2b. Note towards the end there, we start seeing mentions of the Replika "roleplay" feature. That final link contains a discussion about what users' Replikas call them, including:

I got called "Daddy". I guess that's the default?? Need to try this too."

I'll let a redditor describe that "roleplay" feature for us, from 2023:

All versions of Replika roleplay ERP now, if you are a pro subscriber. The advanced AI mode is still on limited ERP, but the other three modes are more for less back with some restrictions regarding violence.
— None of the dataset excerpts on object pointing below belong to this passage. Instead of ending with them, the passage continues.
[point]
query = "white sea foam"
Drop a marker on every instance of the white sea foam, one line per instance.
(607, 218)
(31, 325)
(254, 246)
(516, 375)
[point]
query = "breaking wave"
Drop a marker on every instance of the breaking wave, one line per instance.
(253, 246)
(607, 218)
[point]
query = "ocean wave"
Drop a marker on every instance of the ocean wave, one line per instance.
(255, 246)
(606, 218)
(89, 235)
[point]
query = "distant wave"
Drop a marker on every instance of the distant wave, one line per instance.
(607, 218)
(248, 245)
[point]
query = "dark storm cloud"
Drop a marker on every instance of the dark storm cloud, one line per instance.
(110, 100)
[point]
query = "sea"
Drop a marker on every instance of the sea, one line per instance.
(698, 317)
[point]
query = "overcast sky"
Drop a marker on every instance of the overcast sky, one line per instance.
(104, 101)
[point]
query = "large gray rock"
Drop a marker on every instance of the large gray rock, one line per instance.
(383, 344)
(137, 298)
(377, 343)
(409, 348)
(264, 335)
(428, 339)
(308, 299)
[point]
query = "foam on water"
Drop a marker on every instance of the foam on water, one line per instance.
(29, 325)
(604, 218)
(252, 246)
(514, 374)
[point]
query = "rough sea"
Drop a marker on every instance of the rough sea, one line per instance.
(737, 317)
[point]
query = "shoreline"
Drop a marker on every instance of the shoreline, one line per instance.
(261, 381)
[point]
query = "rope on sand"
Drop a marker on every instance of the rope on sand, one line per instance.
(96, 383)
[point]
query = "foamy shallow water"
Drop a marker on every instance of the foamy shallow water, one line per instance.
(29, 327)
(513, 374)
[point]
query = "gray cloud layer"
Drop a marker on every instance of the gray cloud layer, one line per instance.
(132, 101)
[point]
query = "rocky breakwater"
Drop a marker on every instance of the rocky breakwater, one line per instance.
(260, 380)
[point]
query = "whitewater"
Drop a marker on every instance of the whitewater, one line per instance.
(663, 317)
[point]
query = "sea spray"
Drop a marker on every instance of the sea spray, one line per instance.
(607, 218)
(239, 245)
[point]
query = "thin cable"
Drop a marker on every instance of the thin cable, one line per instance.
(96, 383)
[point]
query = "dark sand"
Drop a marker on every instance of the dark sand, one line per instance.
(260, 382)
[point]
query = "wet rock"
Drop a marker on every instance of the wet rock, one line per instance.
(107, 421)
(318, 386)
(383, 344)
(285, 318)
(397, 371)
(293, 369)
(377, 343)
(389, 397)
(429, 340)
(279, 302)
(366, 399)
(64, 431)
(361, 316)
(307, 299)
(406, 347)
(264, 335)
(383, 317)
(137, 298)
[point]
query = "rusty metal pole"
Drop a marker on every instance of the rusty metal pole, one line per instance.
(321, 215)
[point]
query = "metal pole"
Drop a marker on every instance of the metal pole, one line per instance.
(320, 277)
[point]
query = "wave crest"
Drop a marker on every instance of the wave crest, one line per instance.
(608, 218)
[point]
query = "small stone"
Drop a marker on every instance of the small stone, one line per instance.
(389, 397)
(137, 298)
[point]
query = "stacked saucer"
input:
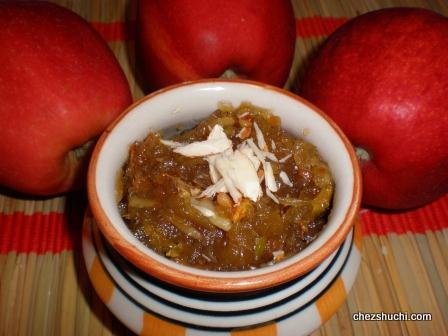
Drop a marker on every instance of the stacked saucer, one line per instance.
(150, 307)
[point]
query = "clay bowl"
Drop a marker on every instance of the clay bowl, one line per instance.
(193, 101)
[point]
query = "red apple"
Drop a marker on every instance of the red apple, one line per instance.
(383, 77)
(60, 86)
(183, 40)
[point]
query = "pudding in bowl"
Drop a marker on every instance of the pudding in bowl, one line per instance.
(191, 104)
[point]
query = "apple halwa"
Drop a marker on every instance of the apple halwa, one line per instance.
(234, 193)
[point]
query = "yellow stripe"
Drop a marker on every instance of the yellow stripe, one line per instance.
(154, 326)
(357, 235)
(101, 281)
(329, 303)
(266, 330)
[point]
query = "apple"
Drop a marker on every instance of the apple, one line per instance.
(383, 78)
(60, 86)
(182, 40)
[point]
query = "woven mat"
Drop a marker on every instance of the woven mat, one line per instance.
(44, 288)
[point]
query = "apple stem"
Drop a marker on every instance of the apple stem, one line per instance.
(362, 154)
(229, 73)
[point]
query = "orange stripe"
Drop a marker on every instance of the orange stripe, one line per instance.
(154, 326)
(333, 298)
(266, 330)
(101, 281)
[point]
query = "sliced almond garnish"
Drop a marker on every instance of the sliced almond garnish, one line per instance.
(284, 159)
(217, 142)
(244, 133)
(260, 138)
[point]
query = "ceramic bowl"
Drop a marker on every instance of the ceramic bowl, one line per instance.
(189, 103)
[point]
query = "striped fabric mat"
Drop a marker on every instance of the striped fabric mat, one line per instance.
(44, 287)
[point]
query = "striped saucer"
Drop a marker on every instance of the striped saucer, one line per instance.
(149, 307)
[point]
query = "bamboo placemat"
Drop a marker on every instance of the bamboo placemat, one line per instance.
(44, 288)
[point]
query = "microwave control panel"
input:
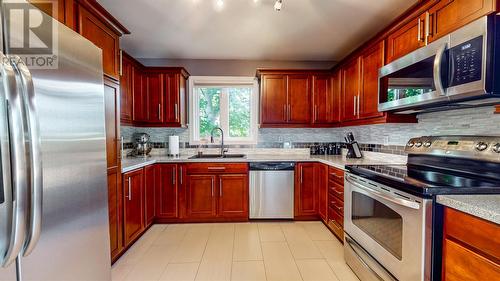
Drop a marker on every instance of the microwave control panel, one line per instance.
(466, 61)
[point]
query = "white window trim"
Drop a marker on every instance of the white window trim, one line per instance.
(194, 137)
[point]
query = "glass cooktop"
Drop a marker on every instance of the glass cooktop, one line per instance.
(428, 181)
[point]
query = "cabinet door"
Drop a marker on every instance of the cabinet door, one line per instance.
(305, 190)
(449, 15)
(112, 123)
(93, 28)
(155, 98)
(233, 196)
(321, 177)
(133, 215)
(139, 104)
(273, 99)
(371, 60)
(336, 97)
(200, 196)
(322, 99)
(115, 212)
(299, 99)
(351, 89)
(406, 39)
(126, 91)
(167, 195)
(151, 182)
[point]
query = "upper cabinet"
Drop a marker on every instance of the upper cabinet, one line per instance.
(435, 20)
(153, 96)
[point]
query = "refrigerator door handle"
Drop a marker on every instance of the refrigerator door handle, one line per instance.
(18, 161)
(36, 184)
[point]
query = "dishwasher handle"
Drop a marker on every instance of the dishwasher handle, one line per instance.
(272, 166)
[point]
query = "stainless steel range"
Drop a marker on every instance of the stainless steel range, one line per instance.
(392, 224)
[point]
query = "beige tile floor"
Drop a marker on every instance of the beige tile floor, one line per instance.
(271, 251)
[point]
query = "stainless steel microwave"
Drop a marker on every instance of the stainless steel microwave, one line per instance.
(458, 70)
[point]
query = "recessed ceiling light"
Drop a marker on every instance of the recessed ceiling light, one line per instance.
(278, 5)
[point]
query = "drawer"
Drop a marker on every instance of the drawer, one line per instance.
(336, 175)
(476, 232)
(336, 216)
(462, 264)
(336, 204)
(336, 190)
(217, 168)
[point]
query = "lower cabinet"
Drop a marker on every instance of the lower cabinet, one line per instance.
(305, 191)
(471, 248)
(151, 182)
(216, 192)
(133, 210)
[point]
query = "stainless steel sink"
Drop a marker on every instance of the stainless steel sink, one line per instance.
(217, 156)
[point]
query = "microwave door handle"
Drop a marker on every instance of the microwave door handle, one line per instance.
(438, 82)
(395, 200)
(36, 184)
(17, 161)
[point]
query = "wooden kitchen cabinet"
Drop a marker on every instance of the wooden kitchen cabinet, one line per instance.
(133, 206)
(471, 248)
(299, 99)
(449, 15)
(233, 196)
(201, 200)
(306, 196)
(168, 191)
(151, 179)
(321, 177)
(126, 89)
(371, 60)
(324, 101)
(351, 89)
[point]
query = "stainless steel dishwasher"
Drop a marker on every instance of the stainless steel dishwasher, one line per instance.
(271, 190)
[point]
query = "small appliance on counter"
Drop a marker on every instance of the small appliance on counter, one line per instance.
(173, 146)
(142, 145)
(353, 150)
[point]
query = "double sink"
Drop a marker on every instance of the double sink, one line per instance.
(217, 156)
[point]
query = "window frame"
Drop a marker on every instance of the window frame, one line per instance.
(223, 81)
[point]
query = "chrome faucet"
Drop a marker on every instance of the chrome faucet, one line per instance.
(222, 149)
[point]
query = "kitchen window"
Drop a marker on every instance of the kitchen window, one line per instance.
(230, 103)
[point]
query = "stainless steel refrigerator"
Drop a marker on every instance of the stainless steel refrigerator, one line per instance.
(53, 190)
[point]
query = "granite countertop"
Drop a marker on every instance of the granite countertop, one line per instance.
(338, 161)
(483, 206)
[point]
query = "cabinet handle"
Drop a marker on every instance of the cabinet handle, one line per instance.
(301, 174)
(220, 187)
(176, 112)
(180, 174)
(355, 105)
(212, 187)
(174, 174)
(129, 190)
(419, 33)
(217, 168)
(359, 101)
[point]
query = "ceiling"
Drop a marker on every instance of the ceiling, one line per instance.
(251, 29)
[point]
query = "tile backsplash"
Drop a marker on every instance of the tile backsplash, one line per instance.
(382, 137)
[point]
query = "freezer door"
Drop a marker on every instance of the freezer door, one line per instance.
(74, 240)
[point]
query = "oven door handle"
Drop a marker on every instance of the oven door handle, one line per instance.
(395, 200)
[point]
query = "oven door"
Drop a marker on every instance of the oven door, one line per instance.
(390, 225)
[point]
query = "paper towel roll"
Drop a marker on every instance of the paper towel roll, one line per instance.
(173, 145)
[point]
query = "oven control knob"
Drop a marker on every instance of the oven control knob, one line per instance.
(481, 146)
(496, 148)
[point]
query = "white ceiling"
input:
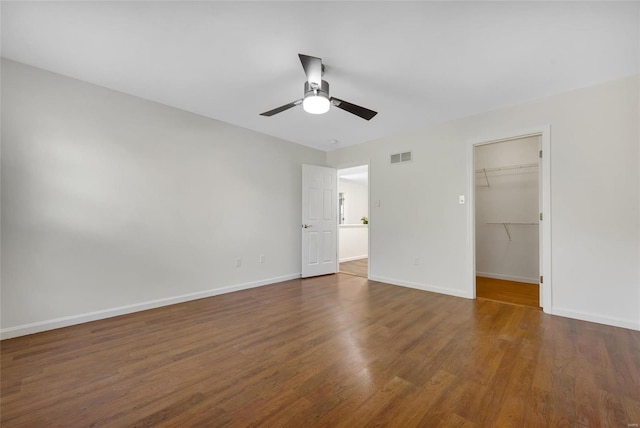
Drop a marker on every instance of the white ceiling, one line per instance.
(416, 63)
(356, 174)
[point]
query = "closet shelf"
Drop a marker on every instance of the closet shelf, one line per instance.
(507, 224)
(484, 171)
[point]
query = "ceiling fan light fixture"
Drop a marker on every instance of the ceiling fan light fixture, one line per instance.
(316, 104)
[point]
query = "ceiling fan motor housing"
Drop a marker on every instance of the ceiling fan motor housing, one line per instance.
(323, 90)
(316, 99)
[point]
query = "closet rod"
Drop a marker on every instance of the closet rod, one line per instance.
(506, 168)
(507, 224)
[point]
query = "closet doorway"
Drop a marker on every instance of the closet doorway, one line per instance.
(353, 221)
(507, 220)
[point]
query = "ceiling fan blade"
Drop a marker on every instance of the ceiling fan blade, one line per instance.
(312, 68)
(281, 108)
(364, 113)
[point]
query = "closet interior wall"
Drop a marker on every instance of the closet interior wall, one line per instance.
(507, 210)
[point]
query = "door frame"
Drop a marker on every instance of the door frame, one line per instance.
(544, 131)
(351, 165)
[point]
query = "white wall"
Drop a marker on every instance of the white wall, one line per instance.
(111, 203)
(419, 234)
(510, 196)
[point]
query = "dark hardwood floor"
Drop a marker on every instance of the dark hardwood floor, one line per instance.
(356, 267)
(334, 351)
(518, 293)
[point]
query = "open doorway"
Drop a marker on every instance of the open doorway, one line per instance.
(507, 223)
(353, 220)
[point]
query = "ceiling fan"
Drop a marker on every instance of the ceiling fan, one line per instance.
(316, 98)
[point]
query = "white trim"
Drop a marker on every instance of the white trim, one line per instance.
(586, 316)
(544, 131)
(423, 287)
(507, 277)
(350, 259)
(22, 330)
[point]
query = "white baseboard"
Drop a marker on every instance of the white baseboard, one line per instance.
(586, 316)
(508, 277)
(424, 287)
(37, 327)
(350, 259)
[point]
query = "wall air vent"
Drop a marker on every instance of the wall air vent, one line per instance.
(401, 157)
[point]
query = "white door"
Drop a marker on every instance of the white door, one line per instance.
(319, 220)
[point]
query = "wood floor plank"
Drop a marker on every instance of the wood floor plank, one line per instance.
(337, 350)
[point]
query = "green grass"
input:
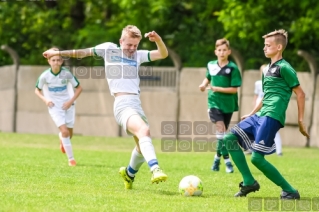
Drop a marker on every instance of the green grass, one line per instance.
(35, 176)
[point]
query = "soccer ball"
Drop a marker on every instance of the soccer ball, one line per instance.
(190, 186)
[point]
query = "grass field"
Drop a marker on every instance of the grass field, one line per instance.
(35, 176)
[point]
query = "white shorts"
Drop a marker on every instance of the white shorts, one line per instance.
(60, 116)
(126, 106)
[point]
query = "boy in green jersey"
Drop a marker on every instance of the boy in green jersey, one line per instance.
(257, 130)
(224, 79)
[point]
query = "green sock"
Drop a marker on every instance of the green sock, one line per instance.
(223, 149)
(238, 157)
(271, 172)
(219, 148)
The best non-E RP is in AAI at the moment, if you are into adventure roleplay. Luka recently announced at the town hall last week that RP will be getting new LMs soon.

If we believe the timeline given in the article, then the data was collected at the end of 2021, and the article published in 2024. That means that the reddit thread linked above, and the events discussed therein, roughly coincide with that time frame, meaning that there's no way the authors and Replika itself were not aware of how the app was actually being used (not that they had plausible deniability to begin with).

3. To be clear, I wrote this. I tried to make it obvious satire, but this entire situation is so stupid that there is no such thing.